Con Dick York como el maestro Bertram T. Cates, trasunto de Scopes, se trata de una de esas joyas en blanco y negro que nadie debería perderse por nada del mundo; emocionante, con una elocuencia y una acidez muy satisfactorias, un buen aprovechamiento de los recursos audiovisuales para no sacar al espectador de su embrujo —a la manera de Doce hombres sin piedad (Sindey Lumet, 1954)— y las interpretaciones impecables de *Spencer Tracy en la piel del abogado Henry Drummond, remedo de Darrow; Fredric March como el fiscal Matthew Harrison Brady, trasunto de Bryan; o Gene Kelly en los zapatos del periodista E. K. Hornbeck, del Baltimore Herald, remedo de Mencken*. Sin embargo, no es la única adaptación al cine hasta la fecha.

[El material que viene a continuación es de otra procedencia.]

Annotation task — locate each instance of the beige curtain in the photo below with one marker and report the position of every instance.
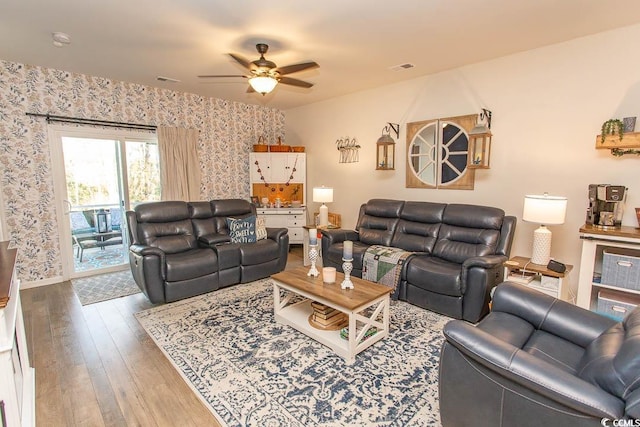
(179, 165)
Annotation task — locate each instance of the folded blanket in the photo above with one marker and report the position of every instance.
(383, 264)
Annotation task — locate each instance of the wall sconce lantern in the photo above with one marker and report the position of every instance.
(480, 142)
(386, 147)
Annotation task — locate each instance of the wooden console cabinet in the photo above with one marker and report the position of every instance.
(17, 378)
(595, 241)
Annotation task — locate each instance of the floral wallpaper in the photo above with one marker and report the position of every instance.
(227, 132)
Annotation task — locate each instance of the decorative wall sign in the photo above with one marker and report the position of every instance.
(348, 149)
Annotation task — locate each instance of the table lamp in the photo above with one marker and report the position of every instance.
(323, 195)
(545, 210)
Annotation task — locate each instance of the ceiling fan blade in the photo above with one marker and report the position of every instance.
(294, 82)
(240, 60)
(297, 67)
(221, 75)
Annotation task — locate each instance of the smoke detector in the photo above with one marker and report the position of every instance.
(60, 39)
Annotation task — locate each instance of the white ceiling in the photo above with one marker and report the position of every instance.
(354, 41)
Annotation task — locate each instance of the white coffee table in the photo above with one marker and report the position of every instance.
(352, 302)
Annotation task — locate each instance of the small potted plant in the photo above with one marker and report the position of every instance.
(611, 127)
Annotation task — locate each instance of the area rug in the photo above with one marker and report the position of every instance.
(251, 371)
(104, 287)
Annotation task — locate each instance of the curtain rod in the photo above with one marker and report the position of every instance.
(77, 120)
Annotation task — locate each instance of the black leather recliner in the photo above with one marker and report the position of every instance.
(538, 361)
(458, 251)
(179, 249)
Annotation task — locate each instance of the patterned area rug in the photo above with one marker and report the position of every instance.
(251, 371)
(104, 287)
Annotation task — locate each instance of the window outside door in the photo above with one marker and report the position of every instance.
(99, 174)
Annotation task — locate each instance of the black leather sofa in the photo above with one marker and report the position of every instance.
(538, 361)
(458, 251)
(182, 249)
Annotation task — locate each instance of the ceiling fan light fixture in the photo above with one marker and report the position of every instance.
(263, 84)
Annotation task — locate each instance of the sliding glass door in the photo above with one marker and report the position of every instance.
(99, 175)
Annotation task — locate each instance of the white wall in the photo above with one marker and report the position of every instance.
(548, 105)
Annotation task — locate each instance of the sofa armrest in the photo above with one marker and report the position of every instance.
(488, 261)
(143, 250)
(535, 374)
(549, 314)
(212, 239)
(149, 253)
(339, 236)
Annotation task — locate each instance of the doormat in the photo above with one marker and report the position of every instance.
(251, 371)
(104, 287)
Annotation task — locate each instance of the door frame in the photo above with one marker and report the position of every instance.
(55, 134)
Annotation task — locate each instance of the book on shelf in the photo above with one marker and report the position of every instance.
(523, 277)
(330, 321)
(327, 315)
(344, 333)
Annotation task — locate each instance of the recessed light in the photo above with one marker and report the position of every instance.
(60, 39)
(167, 79)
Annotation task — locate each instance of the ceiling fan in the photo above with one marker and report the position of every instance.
(264, 75)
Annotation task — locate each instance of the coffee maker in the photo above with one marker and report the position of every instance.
(606, 205)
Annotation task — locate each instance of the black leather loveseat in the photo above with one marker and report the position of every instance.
(458, 251)
(538, 361)
(180, 249)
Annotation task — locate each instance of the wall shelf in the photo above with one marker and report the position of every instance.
(629, 140)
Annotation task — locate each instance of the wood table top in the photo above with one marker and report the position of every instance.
(364, 291)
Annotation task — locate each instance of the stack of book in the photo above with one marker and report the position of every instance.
(325, 317)
(344, 333)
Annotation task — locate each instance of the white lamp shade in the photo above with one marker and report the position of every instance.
(263, 84)
(323, 194)
(544, 209)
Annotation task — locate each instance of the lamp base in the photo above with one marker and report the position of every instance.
(323, 216)
(541, 246)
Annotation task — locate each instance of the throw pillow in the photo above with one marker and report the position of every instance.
(242, 230)
(261, 228)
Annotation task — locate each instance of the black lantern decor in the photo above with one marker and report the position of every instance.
(386, 148)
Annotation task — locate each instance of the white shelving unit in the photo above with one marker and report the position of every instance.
(594, 242)
(277, 170)
(17, 378)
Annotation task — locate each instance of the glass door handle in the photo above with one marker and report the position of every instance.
(68, 204)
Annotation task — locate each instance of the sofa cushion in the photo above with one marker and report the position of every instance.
(202, 219)
(418, 227)
(611, 361)
(259, 252)
(435, 275)
(378, 221)
(191, 264)
(242, 230)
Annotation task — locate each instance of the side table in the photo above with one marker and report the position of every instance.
(539, 276)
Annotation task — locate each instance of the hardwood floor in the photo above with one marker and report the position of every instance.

*Un episodio de la serie televisiva Hallmark Hall of Fame (desde 1951) fue precisamente Inherit the Wind* (15x02), dirigido por George Schaefer en 1965, con Burt Brinckerhoff, Melvyn Douglas, Ed Begley y Murray Hamilton como Cates, Drummond, Brady y Hornbeck. En 1988, se lanzó en la pequeña pantalla la peli Heredarás el viento, del cineasta David Greene y con Kyle Secor, Jason Robards, Kirk Douglas y Darren McGavin en los susodichos papeles. Y en 1999 y también para la tele, Daniel Petrie se ocupó de La herencia del viento**, con Tom Everett Scott, Jack Lemmon, George C. Scott y Beau Bridges como tales personajes. El capítulo de Schaefer ganó un Emmy técnico; Robards y su propio filme, el correspondiente; y Lemmon, un Globo de Oro por su Drummond.
La película de Stanley Kramer ya había sido nominada a los Oscar —con Spencer Tracy en la categoría de mejor intérprete masculino, además de guion adaptado o montaje—, a los mencionados premios de la Asociación de la Prensa Extranjera de Hollywood y a los BAFTA, pero su mayor reconocimiento se produjo en el Festival de Berlín: le otorgaron el Oso de Plata a Fredric March como mejor actor por su Brady. Por otra parte, *un filme al margen de la obra escrita por Jerome Lawrence y Robert E. Lee y titulado Alleged* fue dirigido por Tom Hines en 2010, con Jamie Kolacki, Brian Dennehy, Fred Dalton Thompson y Colm Meaney como Scopes, Darrow, Bryan y Mencken y en el que el proceso en Dayton no es más que una excusa para una trama romántica**. Disfrutad mejor con la peli de Kramer, la única de las cinco adaptaciones con méritos suficientes para considerarla necesaria de veras.